Google Chrome updates occur so often that most people don’t even pay attention to the latest changes. However, Chrome 80 has pushed out a new browser capability that has captured the attention of other developers, privacy experts, and everyday Chrome users. This new feature is called ScrollToTextFragment, and it could allow unauthorized users to link a specific piece of text within a document without needing to access the anchor, which is created by the website owners. To make sure your site stays safe, here’s what you need to know about the ScrollToTextFragment capability.
Example of the ScrollToTextFragment
Google explains the new feature of their browser in a recent update, stating, “This feature allows a user or author to link to a specific portion of a page, using a text snippet provided in the URL. When the page is loaded, the browser highlights the text and scrolls it into view.”
Google provides the following example of a Wikipedia page to further clarify their point:
For example, the following URL will load the page for “Cat,” highlight the specified text, and scroll right to that section:
- [https://en.wikipedia.org/wiki/Cat#]
With the ScrollToTextFragment, pages that have specific headers and section titles can be linked directly to certain elements to make it easier for users to find certain details. The extra element is added in the “URL hash,” such as:
- [https://en.wikipedia.org/wiki/Cat#Senses]
When “#Senses” is added to the Wikipedia URL for cats, the link will bring the user directly to the section of the text related to the senses. Before the ScrollToTextFragment was implemented, the URL hash relied on author annotations. Now, the link-creator can pick and choose which sections of the page are most interesting without requiring the author’s input.
Potential Issues and Privacy Concerns
The ScrollToTextFragment feature can certainly be useful for savvy Chrome users, but privacy researcher Peter Snyder voices some of his concerns in a statement he gave to Forbes: “Consider a situation where I can view DNS traffic (e.g. company network), and I send a link to the company health portal, with [the anchor] #:~:text=cancer.

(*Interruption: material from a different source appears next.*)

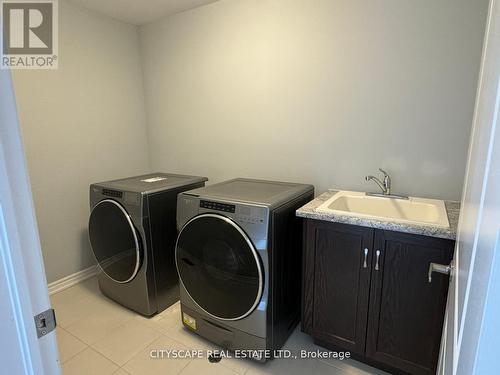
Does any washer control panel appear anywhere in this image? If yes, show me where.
[200,200,236,214]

On certain page layouts, I might be able [to] tell if the employee has cancer by looking for lower-on-the-page resources being requested.”
Synder has further emphasized his worries in a series of tweets, one of which says, “Imposing privacy and security leaks to existing sites (many of which will never be updated) REALLY should be a “don’t break the web”, never cross, redline. This spec does that.”
However, Synder isn’t the only one who’s seeing red flags with Chrome 80. David Baron, Mozilla’s principal engineer, writes, “My high-level opinion here is that this [is] a really valuable feature, but it might also be one where all of the possible solutions have major issues/problems.”
Currently, there is no way for users to opt-in or opt out of the new feature, but Chromium engineer David Bokan says there might be an opt-out option added in the future. For now, the best way for websites to retain privacy and protect against possible exploitation is to stay up-to-date with the latest security patches and carefully monitor their pages.